Adika has had many solo exhibitions in Israeli and international venues, among them Tel Aviv Museum of Art, the Art Museum in Riga, Latvia, Bologna MUSEI, Casa Morandi, Italy, Herzliya Museum of Contemporary Art, and Braverman Gallery in Tel Aviv. He has won many awards, including the Minister and the Emerging Artist Prizes from the Ministry of Culture and Sports, and the Jack Nailor Award for Photography. His photographs are included in many collections, such as the Israel Museum in Jerusalem, Tel Aviv Museum of Art, Haifa Museum of Art, Petach Tikva Museum of Art, Casa Morandi in Italy, the Knesset and private collections in Israel and abroad.
He lives in Jaffa and works in Jerusalem
Ronny Carny is a visual artist. Carny finished her BFA studies in 2006, receiving a prize in excellence from Bezalel. In the year 2009, Carny began her Master of Fine Art studies in Bezalel, which she finished with highest honors in 2011.
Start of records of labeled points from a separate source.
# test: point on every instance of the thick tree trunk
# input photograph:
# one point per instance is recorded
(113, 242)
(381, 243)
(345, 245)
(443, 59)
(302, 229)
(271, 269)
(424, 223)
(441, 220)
Carny is a lecturer in several institutions including the Bezalel Haredi Branch in Jerusalem, The Fine Arts department at Bezalel, and is also the head of one of Bezalel’s preparatory programs for the arts.
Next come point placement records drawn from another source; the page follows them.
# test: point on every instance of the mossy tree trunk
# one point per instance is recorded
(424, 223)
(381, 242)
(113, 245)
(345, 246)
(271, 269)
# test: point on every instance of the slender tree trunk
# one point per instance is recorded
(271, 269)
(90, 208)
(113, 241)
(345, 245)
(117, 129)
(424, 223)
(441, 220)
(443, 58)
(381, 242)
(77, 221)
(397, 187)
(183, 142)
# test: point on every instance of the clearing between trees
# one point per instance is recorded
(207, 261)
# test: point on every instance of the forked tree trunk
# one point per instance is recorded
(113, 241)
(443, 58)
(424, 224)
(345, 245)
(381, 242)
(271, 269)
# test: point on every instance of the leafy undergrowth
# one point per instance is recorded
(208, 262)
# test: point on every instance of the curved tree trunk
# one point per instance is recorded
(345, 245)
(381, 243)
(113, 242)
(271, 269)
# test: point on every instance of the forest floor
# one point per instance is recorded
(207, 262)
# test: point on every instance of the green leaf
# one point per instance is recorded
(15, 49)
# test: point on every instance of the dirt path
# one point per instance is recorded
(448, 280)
Carny exhibited permanent and temporary wall paintings in Israel and abroad. Two of her wall paintings are permanently exhibited in New York City, US, and Dusseldorf, Germany.
Carny exhibited at the Tel- Aviv University Gallery (2016), Shenkar College Gallery, Basis College Gallery, Sommer Gallery (TLV), Rawart Gallery(TLV), Braverman Gallery(TLV), The Museum of Israeli Art in Ramat Gan, Providence College Galleries, Rhode Island, US (2019), Kunst & Denker Gallery, Dusseldorf, Germany (2018, 2020) and more. Carny took part in a student exchange program in Vienna’s Academy of Fine Art (2005) and was a resident artist in Paris, France (2013) and Dusseldorf, Germany (2017).
Ofri Cnaani is an artist and researcher who works across media and performance. Cnaani writes about data and coloniality, digital contested heritage, institutional practices in the algorithmic turn, and performance as a model to create critical technology. She is a visiting professor at the Institute of Visual Culture, TU Wien, Austria and a research fellow at the International Amsterdam School for Cultural Analysis (ASCA) at the University of Amsterdam. Until recently Cnaani was an associate lecturer at the Visual Cultures Department, Goldsmiths, University of London. Cnaani’s work has appeared at Tate Britain, UK; Metropolitan Museum of Art, NYC; Inhotim Institute, Brazil; Israel Museum; Amos Rex Museum, Helsinki; Kiasma Museum, Helsinki; PS1/MoMA, NYC; BMW Guggenheim Lab, NYC; The Fisher Museum of Art, L.A.; Twister, Network of Lombardy Contemporary Art Museums, Italy; Herzliya Museum of Art, Israel; Moscow Biennial; The Kitchen, NYC; Bronx Museum of the Arts, NYC; Kunsthalle Wien, Vienna; Arnolfini Foundation Museum, Bristol; Tel Aviv Museum; Prague Triennial, among others. Prior to her move to London, Cnaani was based in New York City, where she was a faculty at the School of Visual Arts’s Visual and Critical Studies. At SVA she also ran the "City as Site" program. Cnaani recently co-organized Choreographic Devices, a three-day chorographic symposium at ICA, London and is currently working on a project at the International Space Station (ISS).